In this article, we would cover how to monitor device events with udev. Prior to Linux Kernel 2.6, we had DevFS for device management. But, ever since we use udev. One of the advantages of using udev over DevFS - udev mainly runs in userspace while DevFS would run in kernel space. It is also responsible for managing device nodes in /dev directory.
All the device related events are received by udev daemon. When we add/remove or change the state of a device, it leads to a specific device event which is then matched with a set of rules to identify the device. And, these rules are there in
/lib/udev/rules.d/ directory. Use the following code to list all the rules files in the directory -
ls -l /lib/udev/rules.d
Now, for instance - we want to check what all rules are there in the file usb_modeswitch file.
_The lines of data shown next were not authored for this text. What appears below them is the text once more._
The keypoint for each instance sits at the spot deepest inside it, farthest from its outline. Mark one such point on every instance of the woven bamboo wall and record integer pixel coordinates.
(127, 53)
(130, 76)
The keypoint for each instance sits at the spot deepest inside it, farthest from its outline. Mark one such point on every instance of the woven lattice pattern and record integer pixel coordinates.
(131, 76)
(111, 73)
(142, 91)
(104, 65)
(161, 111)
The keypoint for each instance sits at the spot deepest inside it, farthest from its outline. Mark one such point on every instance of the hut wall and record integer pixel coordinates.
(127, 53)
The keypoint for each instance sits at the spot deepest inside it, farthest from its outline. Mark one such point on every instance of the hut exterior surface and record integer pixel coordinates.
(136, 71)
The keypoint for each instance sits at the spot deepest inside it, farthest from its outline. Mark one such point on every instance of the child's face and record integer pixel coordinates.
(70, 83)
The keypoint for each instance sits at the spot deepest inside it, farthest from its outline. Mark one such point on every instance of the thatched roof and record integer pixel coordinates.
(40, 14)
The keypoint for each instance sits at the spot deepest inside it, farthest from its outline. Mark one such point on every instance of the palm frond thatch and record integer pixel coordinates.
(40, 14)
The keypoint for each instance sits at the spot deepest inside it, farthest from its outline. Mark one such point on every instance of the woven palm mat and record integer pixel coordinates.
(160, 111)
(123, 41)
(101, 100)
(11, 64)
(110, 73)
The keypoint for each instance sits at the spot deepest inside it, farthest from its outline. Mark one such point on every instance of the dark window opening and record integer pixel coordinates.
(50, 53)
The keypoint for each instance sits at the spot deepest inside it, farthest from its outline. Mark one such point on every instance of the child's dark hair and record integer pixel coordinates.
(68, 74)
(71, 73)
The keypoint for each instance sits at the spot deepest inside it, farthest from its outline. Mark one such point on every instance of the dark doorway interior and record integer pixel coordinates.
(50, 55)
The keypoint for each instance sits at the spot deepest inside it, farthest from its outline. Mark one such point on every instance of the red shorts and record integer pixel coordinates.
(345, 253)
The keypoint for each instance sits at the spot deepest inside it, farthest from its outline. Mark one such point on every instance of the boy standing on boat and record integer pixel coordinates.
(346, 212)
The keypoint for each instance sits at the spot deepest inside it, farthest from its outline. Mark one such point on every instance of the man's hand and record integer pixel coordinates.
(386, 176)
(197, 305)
Use
cat command-line utility -
cat /lib/udev/rules.d/40-usb_modeswitch.rules | less
Here, you would find a list of device names along with Vendor ID and Product ID. One thing we must remember here that, rules files should always end with
.rules extension. We will cover more about it coming articles. For the purpose of the article, we stick with monitoring device events. Its just that you got to know a bit about how things work in the background.
monitor device events with udev
To monitor device events with udev, we need to use a device management tool - udevadm. Use the following code -
And, leave it running in the terminal and then add a USB drive to see the output from udevadm. When we use
monitor with udevadm - it displays information about Kernel both uevent and udev event. udev event triggers after it has processed a rule.
We can also use following options with
udevadm monitor. First of those is -k
udevadm monitor -k
It will display information related to kernel uevents.
Second, -u to display information after udev has processed a rule.
udevadm monitor -u
Third, to display properties of a device event use -p
udevadm monitor -p
In conclusion, we have covered how to monitor device events with udev here.